The article talks about the body of work done in the area of experimental philosophy — a discipline that pursues inquiries about the human condition traditionally from the realm of philosophy with the empirical methods of psychology. Taking excerpts from video from the 2013 HeadCon seminar shot by TED Talks film director Jason Wishnow, Yale University professor and experimental philosopher Joshua Knobe, editor of the anthology Experimental Philosophy , takes us through some mind-bending, soul-deconstructing thought experiments that push our notions of the self to the limit and past it, into a new understanding of our basic existential anchor.
Though the full talk is remarkable in its entirety and is well worth the watch, here is what I find to be Knobe’s most poignant pause-giver:
One specific thing [has] really been exploding in the past couple of years and this is experimental philosophy work on the notion of the self. This is work on questions about what is the self, how does the self extend over time, is there a kind of essence of the self, how do we know what falls inside or outside the self?…
Philosophers have called [this] the “question of personal identity.” It’s a question in philosophy that goes back, at least, to the time of John Locke. It’s one that philosophers are still talking about up until the present day. You can get a sense for the question pretty easily just by thinking about a certain kind of initial question, and it’s this:
Imagine how the world is going to be a year from now. A year from now there are going to be all these people in this world, and one of those people is going to have a very special property. That person is going to be you. So, with any luck a year from now, there’ll be someone out there who’s you. But what is it about that person that makes that person you?
At this moment you have a certain kind of body, you have a certain kind of goals, and beliefs, and values, you have certain emotions. In the future there are going to be all these other people that are going to have certain bodies, they’re going to have certain goals, certain beliefs, certain emotions. Some of them are going to be, to varying degrees, similar and, to varying degrees, different from yours; and one of those people is going to be you.
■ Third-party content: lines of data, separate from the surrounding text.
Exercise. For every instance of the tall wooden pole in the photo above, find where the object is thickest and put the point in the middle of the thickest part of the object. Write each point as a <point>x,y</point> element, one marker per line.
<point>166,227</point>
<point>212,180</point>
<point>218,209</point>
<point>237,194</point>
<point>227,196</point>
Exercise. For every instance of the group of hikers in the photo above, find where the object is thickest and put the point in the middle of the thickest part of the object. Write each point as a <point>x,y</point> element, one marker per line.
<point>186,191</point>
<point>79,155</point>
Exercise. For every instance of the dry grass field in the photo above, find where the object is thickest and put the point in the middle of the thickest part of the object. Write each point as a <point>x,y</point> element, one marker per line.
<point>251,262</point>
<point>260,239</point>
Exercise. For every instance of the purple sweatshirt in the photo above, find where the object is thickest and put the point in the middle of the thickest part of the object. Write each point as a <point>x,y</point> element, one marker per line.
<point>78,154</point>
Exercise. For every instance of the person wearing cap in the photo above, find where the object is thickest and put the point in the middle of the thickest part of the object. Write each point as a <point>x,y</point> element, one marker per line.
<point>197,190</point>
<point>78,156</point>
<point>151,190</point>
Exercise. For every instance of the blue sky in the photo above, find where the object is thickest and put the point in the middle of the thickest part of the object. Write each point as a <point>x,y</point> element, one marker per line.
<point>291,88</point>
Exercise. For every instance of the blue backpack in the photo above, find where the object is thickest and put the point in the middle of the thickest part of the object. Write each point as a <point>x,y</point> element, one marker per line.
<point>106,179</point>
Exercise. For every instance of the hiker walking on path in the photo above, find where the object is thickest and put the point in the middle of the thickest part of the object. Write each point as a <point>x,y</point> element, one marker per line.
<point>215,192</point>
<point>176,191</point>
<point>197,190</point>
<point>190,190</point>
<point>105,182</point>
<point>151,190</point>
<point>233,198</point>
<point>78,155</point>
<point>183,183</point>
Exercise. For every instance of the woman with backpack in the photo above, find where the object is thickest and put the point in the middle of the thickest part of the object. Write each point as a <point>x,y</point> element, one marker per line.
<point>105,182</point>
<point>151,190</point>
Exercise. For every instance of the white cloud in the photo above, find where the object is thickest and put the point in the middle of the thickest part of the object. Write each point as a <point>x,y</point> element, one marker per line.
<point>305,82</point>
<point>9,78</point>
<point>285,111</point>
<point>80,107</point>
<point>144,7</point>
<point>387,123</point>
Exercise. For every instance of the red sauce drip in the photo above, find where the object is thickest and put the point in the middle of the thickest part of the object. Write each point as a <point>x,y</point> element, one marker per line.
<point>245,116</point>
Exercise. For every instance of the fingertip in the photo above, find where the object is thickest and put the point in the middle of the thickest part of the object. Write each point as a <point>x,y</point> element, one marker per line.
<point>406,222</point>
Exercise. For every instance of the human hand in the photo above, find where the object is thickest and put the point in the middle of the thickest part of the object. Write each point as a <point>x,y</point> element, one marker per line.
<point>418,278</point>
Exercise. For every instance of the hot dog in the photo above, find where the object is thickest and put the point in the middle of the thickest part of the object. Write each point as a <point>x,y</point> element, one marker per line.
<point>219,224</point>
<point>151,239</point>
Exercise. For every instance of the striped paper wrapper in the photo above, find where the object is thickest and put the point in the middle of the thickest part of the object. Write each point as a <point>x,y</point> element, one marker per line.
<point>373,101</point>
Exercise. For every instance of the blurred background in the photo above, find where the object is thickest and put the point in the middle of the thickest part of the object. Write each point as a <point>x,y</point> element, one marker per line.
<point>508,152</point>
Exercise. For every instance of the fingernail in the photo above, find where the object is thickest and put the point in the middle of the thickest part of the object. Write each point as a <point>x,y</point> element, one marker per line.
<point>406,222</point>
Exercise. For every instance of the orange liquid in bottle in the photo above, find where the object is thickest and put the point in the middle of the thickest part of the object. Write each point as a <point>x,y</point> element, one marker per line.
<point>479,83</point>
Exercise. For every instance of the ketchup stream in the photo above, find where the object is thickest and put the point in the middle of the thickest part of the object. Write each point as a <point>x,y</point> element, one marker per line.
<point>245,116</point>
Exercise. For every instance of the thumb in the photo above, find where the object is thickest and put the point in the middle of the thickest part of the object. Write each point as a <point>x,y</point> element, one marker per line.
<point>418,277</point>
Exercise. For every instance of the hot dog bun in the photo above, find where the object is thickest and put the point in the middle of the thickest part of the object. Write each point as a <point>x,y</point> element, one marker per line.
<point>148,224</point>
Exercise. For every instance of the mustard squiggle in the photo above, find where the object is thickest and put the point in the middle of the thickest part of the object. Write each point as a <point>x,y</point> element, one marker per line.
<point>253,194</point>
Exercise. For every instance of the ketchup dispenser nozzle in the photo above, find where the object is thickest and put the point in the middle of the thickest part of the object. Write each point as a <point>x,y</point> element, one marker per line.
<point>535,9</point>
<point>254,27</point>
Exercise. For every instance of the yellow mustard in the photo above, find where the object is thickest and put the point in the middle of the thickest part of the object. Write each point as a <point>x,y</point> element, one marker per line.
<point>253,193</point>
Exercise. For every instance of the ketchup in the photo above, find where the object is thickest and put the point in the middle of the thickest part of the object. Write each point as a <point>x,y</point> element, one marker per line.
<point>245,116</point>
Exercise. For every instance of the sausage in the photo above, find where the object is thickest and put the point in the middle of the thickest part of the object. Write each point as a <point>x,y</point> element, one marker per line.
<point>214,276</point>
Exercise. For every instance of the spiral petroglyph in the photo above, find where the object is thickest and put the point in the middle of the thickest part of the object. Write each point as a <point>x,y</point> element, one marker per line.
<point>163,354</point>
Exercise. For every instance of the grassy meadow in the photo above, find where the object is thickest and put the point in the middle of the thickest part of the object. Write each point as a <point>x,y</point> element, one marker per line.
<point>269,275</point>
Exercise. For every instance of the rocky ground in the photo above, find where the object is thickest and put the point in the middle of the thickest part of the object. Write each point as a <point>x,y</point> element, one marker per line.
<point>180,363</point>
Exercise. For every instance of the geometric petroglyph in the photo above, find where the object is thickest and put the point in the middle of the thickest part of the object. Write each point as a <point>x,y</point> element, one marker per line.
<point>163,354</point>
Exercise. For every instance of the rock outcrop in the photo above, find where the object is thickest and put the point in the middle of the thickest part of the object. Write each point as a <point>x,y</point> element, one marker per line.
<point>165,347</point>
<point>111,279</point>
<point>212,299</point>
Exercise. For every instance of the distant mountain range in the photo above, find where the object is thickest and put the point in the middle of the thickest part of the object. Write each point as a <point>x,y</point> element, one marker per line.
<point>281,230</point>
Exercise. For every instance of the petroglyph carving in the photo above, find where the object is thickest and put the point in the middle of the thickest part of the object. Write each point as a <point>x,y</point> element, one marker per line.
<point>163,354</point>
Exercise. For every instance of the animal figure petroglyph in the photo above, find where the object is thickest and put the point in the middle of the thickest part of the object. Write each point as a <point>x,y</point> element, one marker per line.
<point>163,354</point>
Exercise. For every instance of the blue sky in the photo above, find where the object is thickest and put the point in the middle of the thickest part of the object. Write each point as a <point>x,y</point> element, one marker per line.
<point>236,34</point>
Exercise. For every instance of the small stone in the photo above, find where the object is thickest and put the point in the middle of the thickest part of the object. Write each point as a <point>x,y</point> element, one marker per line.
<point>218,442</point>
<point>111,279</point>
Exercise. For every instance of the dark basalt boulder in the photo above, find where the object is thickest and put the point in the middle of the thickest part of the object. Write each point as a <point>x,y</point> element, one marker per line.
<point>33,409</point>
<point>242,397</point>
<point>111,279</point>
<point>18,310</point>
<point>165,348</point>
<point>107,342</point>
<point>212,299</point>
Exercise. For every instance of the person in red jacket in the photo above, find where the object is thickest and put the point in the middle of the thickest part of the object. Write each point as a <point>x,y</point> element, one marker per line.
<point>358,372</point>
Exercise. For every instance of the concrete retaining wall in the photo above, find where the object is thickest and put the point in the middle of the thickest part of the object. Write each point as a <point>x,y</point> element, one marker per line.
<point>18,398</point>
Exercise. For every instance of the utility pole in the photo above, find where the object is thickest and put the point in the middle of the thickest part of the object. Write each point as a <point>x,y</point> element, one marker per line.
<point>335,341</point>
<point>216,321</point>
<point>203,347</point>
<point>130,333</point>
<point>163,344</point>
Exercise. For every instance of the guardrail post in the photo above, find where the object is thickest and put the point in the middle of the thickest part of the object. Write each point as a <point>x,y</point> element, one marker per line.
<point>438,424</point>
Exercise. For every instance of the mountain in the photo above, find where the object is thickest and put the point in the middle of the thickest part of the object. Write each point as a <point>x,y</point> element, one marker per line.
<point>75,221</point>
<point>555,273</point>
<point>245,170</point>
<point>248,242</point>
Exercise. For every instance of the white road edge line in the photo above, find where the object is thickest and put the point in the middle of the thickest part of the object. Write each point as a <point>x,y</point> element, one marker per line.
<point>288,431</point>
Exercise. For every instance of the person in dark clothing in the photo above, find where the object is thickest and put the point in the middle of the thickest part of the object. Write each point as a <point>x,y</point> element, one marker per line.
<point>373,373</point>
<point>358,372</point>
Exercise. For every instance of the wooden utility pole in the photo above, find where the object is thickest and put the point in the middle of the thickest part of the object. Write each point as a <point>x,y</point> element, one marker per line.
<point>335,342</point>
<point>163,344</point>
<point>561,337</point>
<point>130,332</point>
So, what makes that person you?
Imagine what things are going to be like in 30 years. In 30 years, there’s going to be a person around who you might normally think of as you — but that person is actually going to be really, really different from you in a lot of ways. Chances are, a lot of the values you have, a lot of the emotions, a lot of the beliefs, a lot of the goals are not going to be shared by that person. So, in some sense you might think that person is you, but is that person really you? That person is like you in certain respects, but … you might think that person is kind of not me anymore.
Once you start to reflect on that, you might start to have a really different feeling about that person — the person you’re going to turn into. You might even start to feel a little bit competitive with that person. Suppose you start saving money right now. You are losing money and he or she is the one gaining the money. The money is being taken away from the person who has the values, the emotions, and the goals that you really care about and going to this other person.